Cloning and Production of cfIL-22
The cfIL-22 gene sequence (generously provided by Dr. Sylvie Quiniou) was synthesized as the native sequence as well as codon optimized for enhanced production based on codon preference in the plant host system,Nicotiana benthamiana . Plant expression constructs were created by transferring the gene cassettes into a pBIBKan (pBK) expression vector under the control of a constitutive promoter (35S duel enhanced CaMV), tobacco etch virus (TEV) translational enhancer and Tnos terminator (Figure 2.). Both constructs used sequences encoding the native catfish IL-22 signal peptide for trafficking through the endomembrane system.

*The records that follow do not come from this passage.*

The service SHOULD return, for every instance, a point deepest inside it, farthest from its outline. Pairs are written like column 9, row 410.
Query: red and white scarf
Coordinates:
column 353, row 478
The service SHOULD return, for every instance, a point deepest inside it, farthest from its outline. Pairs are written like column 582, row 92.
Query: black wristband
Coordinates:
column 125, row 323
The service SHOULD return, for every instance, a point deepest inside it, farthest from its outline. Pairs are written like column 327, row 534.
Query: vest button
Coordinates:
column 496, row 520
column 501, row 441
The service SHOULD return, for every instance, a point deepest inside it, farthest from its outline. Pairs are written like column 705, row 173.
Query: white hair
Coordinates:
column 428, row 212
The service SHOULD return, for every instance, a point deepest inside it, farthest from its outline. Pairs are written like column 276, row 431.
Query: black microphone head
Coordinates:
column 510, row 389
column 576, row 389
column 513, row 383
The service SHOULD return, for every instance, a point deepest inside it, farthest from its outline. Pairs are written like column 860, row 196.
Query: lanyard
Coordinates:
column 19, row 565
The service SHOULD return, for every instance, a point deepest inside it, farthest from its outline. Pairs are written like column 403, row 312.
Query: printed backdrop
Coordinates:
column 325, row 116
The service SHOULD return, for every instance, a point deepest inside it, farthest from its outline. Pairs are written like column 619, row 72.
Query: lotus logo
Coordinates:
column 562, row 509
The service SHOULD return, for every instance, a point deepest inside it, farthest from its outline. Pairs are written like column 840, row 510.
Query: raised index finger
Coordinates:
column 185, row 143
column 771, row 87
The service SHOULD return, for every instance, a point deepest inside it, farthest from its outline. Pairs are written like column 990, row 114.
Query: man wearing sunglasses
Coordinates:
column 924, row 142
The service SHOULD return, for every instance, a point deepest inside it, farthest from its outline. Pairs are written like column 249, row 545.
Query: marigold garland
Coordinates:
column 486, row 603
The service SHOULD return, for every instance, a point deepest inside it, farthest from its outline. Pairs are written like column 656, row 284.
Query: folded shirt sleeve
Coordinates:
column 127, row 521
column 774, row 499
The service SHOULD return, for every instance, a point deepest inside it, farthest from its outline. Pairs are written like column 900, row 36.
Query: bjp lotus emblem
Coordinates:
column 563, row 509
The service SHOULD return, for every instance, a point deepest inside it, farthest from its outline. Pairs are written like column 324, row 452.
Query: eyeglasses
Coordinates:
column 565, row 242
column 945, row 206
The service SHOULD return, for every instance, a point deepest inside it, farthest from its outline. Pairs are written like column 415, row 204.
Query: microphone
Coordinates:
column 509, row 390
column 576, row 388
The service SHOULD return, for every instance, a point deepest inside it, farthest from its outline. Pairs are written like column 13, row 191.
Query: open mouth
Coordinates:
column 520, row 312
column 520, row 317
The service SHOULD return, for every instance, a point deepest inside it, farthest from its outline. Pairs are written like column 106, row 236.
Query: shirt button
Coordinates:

As determining expression kinetics in planta is protein specific and important for maximizing protein yield, leaf tissue from infiltrated plants collected at 48, 72, 96, and 120 hours post-infiltration was analyzed. Relative comparison of protein quality and yield were compared by anti-His western blot analysis with maximum cfIL-22 protein accumulation at 96 hours post infiltration (Supporting material Figure S2). The cfIL-22 product corresponds to a 20 and 25kDa product on western blot. As plant transient expression of both native and codon-optimized cfIL-22 constructs were qualitatively and quantitatively comparable (Supporting material Figure S3), all further studies used the construct expressing the native coding sequence (cfIL-22). As determining optimal extraction buffer is also protein dependent, several buffers were tested; acidic (sodium citrate buffer, pH 5), neutral (plant phosphate buffer, pH 7), and basic (Tris buffer, pH 8.5) ranges. Plant expressed cfIL-22 protein preferentially extracted in the higher pH buffer (Supporting material Figure S4) and was adopted for all analyses in this study.